Question

I was randomly reading through Clojure source code and I saw that partition function was defined in terms of recursion without using "recur":

(defn partition
  ... ...
  ([n step coll]
     (lazy-seq
       (when-let [s (seq coll)]
         (let [p (doall (take n s))]
           (when (= n (count p))
             (cons p (partition n step (nthrest s step))))))))
  ... ...)

Is there any reason of doing this?

Was it helpful?

Solution

Partition is lazy. The recursive call to partition occurs within the body of a lazy-seq. Therefore, it is not immediately invoked but returned in a special seq-able object to be evaluated when needed and cache the results realized thus far. The stack depth is limited to one invocation at a time.

A recur without a lazy-seq could be used to create an eager version, but you would not want to use it on sequences of indeterminate length as you can with the version in core.

OTHER TIPS

To build on @A.Webb's answer and @amalloy's comment:

recur is not a shorthand to call the function and it's not a function. It's a special form (what in another language you would call a syntax) to perform tail call optimization.

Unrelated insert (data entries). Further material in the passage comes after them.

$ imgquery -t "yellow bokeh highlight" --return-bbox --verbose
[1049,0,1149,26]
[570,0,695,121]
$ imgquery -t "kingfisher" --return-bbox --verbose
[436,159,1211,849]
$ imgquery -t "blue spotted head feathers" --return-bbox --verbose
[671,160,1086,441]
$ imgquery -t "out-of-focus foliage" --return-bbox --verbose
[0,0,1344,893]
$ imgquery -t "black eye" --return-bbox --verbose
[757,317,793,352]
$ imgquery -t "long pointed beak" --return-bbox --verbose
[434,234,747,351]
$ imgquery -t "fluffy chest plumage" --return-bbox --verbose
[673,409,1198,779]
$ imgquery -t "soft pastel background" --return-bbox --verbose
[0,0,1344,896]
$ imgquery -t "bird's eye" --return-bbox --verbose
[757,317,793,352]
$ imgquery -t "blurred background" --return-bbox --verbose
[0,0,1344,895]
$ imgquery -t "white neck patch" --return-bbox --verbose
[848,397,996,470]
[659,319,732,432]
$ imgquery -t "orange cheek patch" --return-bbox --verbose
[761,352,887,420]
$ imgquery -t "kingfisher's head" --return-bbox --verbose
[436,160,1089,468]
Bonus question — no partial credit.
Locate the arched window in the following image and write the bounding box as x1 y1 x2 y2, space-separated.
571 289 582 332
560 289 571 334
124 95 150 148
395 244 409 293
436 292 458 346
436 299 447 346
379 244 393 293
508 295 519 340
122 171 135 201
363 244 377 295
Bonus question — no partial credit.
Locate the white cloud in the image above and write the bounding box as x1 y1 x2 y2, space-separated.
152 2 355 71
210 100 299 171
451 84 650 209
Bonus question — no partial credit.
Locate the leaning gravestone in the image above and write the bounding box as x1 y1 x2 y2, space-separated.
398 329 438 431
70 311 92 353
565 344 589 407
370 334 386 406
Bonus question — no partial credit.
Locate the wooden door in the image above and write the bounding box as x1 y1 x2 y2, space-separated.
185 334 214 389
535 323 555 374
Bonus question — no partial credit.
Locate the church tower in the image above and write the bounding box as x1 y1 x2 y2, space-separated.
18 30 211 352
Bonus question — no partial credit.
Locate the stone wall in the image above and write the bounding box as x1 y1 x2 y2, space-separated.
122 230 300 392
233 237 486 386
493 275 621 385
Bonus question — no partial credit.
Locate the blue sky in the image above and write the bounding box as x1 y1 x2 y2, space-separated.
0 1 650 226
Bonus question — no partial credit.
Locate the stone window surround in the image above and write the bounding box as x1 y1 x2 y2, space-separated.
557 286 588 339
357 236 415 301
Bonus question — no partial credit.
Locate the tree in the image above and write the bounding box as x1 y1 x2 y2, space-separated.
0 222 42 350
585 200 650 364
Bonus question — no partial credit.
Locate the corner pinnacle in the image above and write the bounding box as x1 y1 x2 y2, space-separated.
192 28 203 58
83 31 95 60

Tail call optimization is a technique that allows to use recursion without blowing up the stack (without it, every recursive call adds its call frame to the stack). It is not implemented natively in Java (yet), which is why recur is used to mark a tail call in Clojure.

Recursion using lazy-seq is different because it delays the recursive call by wrapping it in a closure. What it means is that a call to a function implemented in terms of lazy-seq (and in particular every recursive call in such a function) returns (immediately) a LazySeq sequence, whose computation is delayed until it is iterated through.


To illustrate and qualify @amalloy's comment that recur and laziness are mutually exclusive, here's an implementation of filter that uses both techniques:

(defn filter [pred coll]
  (letfn [(step [pred coll]
            (when-let [[x & more] (seq coll)]
              (if (pred x)
                (cons x (lazy-seq (step pred more))) ;; lazy recursive call
                (recur pred more))))]                ;; tail call
    (lazy-seq (step pred coll))))

(filter even? (range 10))
;; => (0 2 4 6 8)

Both techniques can be used in the same function, but not for the same recursive call ; the function wouldn't compile if the lazy recursive call to step used recur because in this case recur wouldn't be in tail call position (the result of the tail call would not be returned directly but would be passed to lazy-seq).

All of the lazy functions are written this way. This implementation of partition would blow the stack without the call to lazy-seq for a large enough sequence.

Read a bit about TCO (tail call optimization) if you are more interested in how recur works. When you are using tail recursion it means you can jump out of your current function call without losing anything. In the case of this implementation you wouldn't be able to do that because you are cons-ing p on the next call of partition. Being in tail position means you are the last thing being called. In the implementation cons is in tail position. recur only works on tail position to guarantee TCO.